Roger Habsch, recordman du monde du 100 mètres: "J’ai buggé pendant dix secondes puis j’ai compris"

Roger Habsch a battu lors des derniers championnats de Belgique le record du monde sur 100 mètres.

Roger Habsch, recordman du monde du 100 mètres: "J’ai buggé pendant dix secondes puis j’ai compris"

Revenu des Jeux paralympiques de Tokyo l’an dernier avec la fierté de porter à son cou deux médailles de bronze décrochées sur le 100 et le 200 mètres de sa catégorie (chaise roulante T51), Roger Habsch avait aussi dans un coin de sa tête la déception de ne pas avoir pu lutter à armes égales contre ses adversaires à la suite d’une affaire de sabotage et de ne pas être rentré au pays avec un métal plus précieux.

Ces frustrations, l’Andrimontois est parvenu à les évacuer en redoublant d’ardeur à l’entraînement avec une récompense tombée lors des derniers championnats de Belgique à Gand sous la forme d’un record du monde (19.68) sur le 100 mètres. Une performance arrivée un peu plus tôt que prévu dans la saison et dans des circonstances spéciales.

"J’ai connu des problèmes familiaux depuis début avril donc je vis une période compliquée avec mes deux enfants. Ce qui a eu des répercussions sur mes entraînements, a procuré une fatigue supplémentaire et du stress. Donc en me rendant aux championnats de Belgique, je ne partais pas du tout avec un objectif de performance. Pour tout vous avouer, je n’avais même pas envie d’y aller. On annonçait une mauvaise météo et j’avais deux heures de route pour me rendre à Gand. Finalement comme j’étais inscrit, j’ai tenu mes engagements et j’ai bien fait puisque j’ai battu ce record du monde sur une très bonne piste avec des conditions intéressantes puisque le vent était favorable sans être trop puissant."

Et c’est peut-être grâce à cette présence sur la ligne de départ sans pression particulière que le pensionnaire du RFCL a claqué la meilleure course de sa carrière sur l’hectomètre.

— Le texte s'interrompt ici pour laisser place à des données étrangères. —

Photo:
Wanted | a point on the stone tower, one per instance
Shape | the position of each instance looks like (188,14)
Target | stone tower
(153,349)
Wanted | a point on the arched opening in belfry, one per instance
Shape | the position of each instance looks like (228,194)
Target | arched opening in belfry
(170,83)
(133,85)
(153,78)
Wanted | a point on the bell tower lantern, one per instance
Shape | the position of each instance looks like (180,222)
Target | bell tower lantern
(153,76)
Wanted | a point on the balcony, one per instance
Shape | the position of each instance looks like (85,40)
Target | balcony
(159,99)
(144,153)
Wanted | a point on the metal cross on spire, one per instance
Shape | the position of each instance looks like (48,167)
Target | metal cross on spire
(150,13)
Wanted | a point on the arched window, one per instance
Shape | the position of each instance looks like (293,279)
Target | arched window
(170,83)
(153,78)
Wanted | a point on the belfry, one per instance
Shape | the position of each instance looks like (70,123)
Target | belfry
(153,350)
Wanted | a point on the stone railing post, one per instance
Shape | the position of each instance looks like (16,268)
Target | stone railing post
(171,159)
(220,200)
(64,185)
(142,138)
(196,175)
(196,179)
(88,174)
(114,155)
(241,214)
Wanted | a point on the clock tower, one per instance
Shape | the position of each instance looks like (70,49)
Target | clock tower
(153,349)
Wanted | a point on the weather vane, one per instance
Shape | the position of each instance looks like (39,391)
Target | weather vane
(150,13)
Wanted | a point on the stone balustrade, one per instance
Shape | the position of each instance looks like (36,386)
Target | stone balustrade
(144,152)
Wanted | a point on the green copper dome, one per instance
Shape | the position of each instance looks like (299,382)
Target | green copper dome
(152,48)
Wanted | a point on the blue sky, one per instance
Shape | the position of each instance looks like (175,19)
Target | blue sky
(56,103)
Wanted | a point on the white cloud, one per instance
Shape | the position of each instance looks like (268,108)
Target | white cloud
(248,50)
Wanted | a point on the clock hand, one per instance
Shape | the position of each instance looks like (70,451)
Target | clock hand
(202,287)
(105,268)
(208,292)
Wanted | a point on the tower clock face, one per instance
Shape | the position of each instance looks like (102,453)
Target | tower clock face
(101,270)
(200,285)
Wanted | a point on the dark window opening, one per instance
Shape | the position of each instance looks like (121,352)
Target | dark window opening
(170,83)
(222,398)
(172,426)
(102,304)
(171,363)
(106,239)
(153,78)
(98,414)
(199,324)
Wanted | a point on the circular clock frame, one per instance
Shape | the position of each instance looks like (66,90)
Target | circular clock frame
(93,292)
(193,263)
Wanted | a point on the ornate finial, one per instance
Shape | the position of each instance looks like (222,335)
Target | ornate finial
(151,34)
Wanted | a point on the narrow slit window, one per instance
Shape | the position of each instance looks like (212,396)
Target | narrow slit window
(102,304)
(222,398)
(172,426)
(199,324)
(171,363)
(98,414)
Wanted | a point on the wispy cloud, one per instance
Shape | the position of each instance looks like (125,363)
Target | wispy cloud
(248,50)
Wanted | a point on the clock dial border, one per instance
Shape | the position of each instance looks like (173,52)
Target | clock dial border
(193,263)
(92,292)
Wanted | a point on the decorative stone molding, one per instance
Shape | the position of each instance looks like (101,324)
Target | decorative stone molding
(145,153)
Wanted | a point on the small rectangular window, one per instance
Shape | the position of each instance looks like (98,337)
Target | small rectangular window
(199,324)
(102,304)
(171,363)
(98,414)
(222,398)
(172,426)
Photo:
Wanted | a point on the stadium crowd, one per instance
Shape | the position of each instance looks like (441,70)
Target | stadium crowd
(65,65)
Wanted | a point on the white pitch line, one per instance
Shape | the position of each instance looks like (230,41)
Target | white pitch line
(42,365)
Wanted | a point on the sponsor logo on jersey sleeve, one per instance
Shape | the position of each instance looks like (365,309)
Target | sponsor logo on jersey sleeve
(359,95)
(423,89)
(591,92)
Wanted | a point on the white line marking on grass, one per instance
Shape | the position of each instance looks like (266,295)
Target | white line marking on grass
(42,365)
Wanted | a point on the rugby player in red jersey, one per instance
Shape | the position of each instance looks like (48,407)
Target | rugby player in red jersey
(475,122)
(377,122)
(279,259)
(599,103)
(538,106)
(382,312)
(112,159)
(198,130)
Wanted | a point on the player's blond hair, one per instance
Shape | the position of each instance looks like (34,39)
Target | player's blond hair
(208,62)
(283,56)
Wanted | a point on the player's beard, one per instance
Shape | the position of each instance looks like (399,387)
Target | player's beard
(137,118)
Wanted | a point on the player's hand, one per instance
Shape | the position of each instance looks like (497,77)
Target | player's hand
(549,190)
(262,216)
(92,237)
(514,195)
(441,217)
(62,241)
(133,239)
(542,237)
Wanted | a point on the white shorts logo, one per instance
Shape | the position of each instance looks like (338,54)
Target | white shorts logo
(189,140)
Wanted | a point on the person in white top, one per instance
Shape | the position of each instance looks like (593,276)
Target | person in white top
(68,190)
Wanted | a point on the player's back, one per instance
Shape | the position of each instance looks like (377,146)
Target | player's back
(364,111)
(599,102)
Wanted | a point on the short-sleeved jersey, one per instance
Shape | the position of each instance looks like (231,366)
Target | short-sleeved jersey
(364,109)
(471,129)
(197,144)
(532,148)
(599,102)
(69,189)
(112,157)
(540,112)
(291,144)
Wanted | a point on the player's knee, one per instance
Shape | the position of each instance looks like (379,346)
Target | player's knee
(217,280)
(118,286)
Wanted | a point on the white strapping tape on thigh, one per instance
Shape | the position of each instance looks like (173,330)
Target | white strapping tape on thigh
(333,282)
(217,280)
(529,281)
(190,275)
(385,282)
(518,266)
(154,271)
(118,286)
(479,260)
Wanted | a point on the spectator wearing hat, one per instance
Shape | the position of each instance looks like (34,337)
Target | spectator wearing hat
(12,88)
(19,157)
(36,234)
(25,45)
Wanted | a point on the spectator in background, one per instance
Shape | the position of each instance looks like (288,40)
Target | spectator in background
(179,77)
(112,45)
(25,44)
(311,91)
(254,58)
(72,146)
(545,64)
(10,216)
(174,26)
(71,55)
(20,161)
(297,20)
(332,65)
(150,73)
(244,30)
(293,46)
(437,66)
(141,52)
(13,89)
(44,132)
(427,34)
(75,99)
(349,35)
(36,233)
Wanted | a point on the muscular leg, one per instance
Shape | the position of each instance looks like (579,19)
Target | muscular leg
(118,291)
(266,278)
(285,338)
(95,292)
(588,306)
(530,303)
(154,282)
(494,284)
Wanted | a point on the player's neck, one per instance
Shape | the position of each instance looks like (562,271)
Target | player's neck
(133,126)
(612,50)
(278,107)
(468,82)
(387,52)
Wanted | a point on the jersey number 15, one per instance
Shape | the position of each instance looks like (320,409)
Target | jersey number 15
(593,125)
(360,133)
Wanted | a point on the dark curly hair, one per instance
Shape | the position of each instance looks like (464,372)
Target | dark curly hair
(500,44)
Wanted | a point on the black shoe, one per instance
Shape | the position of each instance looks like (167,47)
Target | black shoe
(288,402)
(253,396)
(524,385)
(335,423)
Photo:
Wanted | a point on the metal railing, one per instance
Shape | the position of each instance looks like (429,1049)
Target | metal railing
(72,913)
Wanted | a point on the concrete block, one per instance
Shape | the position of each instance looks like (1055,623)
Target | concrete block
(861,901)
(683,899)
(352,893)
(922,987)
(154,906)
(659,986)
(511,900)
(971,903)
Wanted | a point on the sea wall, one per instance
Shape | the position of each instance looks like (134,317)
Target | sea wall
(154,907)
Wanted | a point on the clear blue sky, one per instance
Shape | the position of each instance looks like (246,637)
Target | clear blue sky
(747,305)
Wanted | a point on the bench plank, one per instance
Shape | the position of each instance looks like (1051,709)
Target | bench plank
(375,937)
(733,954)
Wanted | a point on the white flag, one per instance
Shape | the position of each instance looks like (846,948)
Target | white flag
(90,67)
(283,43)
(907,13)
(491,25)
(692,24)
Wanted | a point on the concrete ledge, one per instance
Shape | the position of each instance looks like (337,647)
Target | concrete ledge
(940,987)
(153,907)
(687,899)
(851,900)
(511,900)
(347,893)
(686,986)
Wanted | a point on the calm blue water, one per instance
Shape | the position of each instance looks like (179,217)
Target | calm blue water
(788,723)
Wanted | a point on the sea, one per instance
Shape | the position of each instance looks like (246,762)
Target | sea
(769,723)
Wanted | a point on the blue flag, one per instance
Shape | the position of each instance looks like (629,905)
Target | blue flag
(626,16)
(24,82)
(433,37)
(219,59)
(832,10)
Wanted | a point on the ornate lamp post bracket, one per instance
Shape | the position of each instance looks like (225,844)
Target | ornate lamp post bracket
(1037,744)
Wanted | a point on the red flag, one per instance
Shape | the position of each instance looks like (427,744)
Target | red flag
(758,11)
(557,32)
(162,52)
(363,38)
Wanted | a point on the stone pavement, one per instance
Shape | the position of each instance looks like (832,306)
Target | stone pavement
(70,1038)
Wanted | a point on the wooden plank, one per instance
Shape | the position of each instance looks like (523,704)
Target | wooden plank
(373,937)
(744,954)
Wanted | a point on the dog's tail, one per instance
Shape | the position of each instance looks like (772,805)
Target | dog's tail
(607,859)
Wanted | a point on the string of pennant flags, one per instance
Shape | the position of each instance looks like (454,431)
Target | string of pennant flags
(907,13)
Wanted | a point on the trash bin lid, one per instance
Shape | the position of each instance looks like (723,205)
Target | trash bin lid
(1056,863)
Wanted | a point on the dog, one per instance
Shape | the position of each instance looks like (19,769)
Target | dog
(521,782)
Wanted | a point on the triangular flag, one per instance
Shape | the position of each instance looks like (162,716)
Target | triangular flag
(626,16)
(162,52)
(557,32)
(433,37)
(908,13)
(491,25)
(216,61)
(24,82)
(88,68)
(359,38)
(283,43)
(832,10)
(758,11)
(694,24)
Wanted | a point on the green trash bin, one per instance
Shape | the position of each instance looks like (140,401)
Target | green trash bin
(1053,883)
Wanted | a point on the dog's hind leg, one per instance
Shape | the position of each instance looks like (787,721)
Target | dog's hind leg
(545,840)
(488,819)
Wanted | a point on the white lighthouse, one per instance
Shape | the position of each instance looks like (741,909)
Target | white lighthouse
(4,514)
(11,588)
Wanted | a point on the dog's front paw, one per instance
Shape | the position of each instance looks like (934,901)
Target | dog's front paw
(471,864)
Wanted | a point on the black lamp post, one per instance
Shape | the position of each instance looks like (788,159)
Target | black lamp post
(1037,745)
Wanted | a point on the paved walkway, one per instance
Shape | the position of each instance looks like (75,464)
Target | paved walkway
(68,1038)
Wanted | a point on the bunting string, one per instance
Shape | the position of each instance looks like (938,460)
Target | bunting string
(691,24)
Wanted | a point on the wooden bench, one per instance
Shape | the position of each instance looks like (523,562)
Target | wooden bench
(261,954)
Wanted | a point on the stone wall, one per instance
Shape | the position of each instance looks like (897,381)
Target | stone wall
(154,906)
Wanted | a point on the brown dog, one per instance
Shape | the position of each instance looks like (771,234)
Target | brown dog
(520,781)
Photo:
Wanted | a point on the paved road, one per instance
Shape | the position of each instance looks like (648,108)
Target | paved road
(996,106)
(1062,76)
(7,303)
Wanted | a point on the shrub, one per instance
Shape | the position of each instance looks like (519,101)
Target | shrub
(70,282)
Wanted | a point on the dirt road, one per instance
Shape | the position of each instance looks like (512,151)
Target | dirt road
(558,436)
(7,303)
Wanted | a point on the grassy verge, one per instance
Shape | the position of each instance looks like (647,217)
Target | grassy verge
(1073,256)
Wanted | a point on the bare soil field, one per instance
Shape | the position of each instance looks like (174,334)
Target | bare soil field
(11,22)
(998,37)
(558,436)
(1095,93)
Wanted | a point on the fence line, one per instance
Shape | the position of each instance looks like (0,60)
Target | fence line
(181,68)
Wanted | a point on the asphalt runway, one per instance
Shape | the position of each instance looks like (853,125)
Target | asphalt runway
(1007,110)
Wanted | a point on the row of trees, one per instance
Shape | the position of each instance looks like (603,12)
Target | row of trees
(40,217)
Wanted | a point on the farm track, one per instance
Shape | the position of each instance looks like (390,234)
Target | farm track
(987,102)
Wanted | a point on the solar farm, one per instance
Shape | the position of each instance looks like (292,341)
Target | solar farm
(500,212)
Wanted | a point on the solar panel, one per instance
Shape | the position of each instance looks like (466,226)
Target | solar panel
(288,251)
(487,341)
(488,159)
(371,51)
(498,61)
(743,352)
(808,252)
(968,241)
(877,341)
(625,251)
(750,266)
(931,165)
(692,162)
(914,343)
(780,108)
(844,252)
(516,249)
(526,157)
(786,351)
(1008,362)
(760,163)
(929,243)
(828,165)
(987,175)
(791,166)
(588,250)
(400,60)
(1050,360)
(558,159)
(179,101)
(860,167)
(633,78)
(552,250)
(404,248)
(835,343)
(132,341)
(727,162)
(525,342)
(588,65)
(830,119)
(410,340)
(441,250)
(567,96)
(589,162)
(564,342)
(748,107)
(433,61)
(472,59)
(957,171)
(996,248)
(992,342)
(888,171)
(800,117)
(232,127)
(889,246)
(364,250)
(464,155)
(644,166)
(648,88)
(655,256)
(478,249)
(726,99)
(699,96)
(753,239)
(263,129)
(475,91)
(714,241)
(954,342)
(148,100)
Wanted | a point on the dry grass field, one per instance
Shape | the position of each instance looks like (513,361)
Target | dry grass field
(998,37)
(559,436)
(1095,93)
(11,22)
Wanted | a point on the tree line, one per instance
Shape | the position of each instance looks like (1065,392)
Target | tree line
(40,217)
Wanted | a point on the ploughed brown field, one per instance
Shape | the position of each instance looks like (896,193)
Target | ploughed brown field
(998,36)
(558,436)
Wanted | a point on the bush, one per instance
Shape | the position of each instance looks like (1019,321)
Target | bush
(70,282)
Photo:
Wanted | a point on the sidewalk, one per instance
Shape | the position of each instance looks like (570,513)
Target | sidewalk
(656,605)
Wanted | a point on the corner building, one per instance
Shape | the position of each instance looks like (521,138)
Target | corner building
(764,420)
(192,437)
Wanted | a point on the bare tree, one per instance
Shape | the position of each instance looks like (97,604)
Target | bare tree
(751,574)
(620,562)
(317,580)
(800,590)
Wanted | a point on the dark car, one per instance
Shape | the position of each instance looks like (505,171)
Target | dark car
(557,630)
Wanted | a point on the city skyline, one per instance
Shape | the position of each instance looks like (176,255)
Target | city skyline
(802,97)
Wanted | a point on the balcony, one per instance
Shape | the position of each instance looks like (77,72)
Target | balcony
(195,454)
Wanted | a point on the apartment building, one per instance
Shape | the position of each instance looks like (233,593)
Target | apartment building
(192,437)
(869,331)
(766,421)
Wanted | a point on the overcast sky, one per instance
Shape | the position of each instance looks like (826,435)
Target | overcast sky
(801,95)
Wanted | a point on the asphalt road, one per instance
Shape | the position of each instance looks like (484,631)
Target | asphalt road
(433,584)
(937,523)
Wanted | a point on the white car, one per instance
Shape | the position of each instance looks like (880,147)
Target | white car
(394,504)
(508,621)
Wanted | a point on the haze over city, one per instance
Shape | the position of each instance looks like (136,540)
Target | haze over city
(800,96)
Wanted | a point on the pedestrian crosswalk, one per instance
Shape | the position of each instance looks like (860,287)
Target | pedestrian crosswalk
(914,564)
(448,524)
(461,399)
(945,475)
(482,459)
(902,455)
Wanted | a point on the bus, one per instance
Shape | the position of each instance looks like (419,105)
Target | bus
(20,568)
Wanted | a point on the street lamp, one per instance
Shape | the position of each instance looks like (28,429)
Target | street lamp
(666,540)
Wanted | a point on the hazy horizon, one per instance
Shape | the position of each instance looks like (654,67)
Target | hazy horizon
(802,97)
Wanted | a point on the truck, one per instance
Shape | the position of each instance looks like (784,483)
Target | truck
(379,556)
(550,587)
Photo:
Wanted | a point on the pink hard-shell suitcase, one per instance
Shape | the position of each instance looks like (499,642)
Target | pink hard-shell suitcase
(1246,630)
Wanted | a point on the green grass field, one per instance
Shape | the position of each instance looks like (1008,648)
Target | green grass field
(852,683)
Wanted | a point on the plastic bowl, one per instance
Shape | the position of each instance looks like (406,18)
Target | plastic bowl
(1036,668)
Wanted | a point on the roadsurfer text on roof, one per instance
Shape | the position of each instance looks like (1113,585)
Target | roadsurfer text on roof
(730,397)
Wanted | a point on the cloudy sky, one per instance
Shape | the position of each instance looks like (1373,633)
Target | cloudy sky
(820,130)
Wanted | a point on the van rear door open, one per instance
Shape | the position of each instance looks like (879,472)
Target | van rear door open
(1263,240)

"J’ai trouvé mon départ fort lent puis après 20 ou 30 mètres j’ai affiché un très bon rythme. Une fois la ligne franchie, je m’arrête au niveau du chrono et je vois 19.68 et je me mets à râler. Dans mon esprit, je viens de faire 19.86 et pas 19.68, j’ai inversé deux chiffres. Donc je suis déçu car je suis en dessous des 20 secondes mais toujours au-dessus du record du monde de 19.71. Puis je vois ma coach, Pascale Henkinbrant, courir comme une folle et sauter de joie. Elle me dit tu l’as eu, tu l’as eu. Et moi je ne comprenais toujours pas. J’ai buggé pendant dix secondes puis j’ai enfin compris que je venais de battre le record du monde. Je vous avoue que même avec quelques jours de recul, je ne réalise toujours pas. Je ne pensais vraiment pas décrocher ce chrono maintenant. Pourtant c’est un objectif que je vise depuis des mois et des mois. Avec la période difficile que je traverse, je ne m’y attendais pas. J’ai perdu du poids ces derniers temps, cela a peut-être aussi favorisé la réalisation de ce record du monde."

Ce nouveau cap qui a été franchi est une bonne nouvelle en vue des Jeux paralympiques de 2024 à Paris où le Liégeois visera une ou deux médailles d’or avant de pousser la mécanique jusqu’en 2028 et les Jeux de Los Angeles.

"En espérant que la saison prochaine, on ne me change pas de classe après de nouveaux examens lors de la première compétition internationale car cela mettrait très certainement un terme à ma carrière. Si je me retrouve dans une catégorie supérieure, ce sera injouable pour moi avec mon handicap. En T51, mes plus grands adversaires resteront notre compatriote Peter qui a été opéré récemment du coude et le Finlandais Toni Piispanen. Il y a deux ou trois nouveaux mais ils ne sont pas encore à notre niveau. Aux Jeux paralympiques de Paris, on y sera, mine de rien, assez vite."

Mis sous les feux des projecteurs lors des derniers Jeux paralympiques de Tokyo, Roger Habsch a retrouvé petit à petit une vie normale et l’anonymat mais l’expérience japonaise lui servira dans le futur dans la gestion des grandes compétitions mais aussi la gestion des médias et des événements non sportifs.

"Après Tokyo, j’ai répondu à trop de sollicitations. C’était épuisant. J’allais partout où on me demandait. Je ne joue pas ma star car je n’en suis pas une mais la prochaine fois je pense mettre des limites et ne pas dire oui à tout. Je sais que toutes les demandes partent d’un bon sentiment et que cela permet en y répondant favorablement de mettre en avant le sport paralympique mais c’était vraiment fatigant."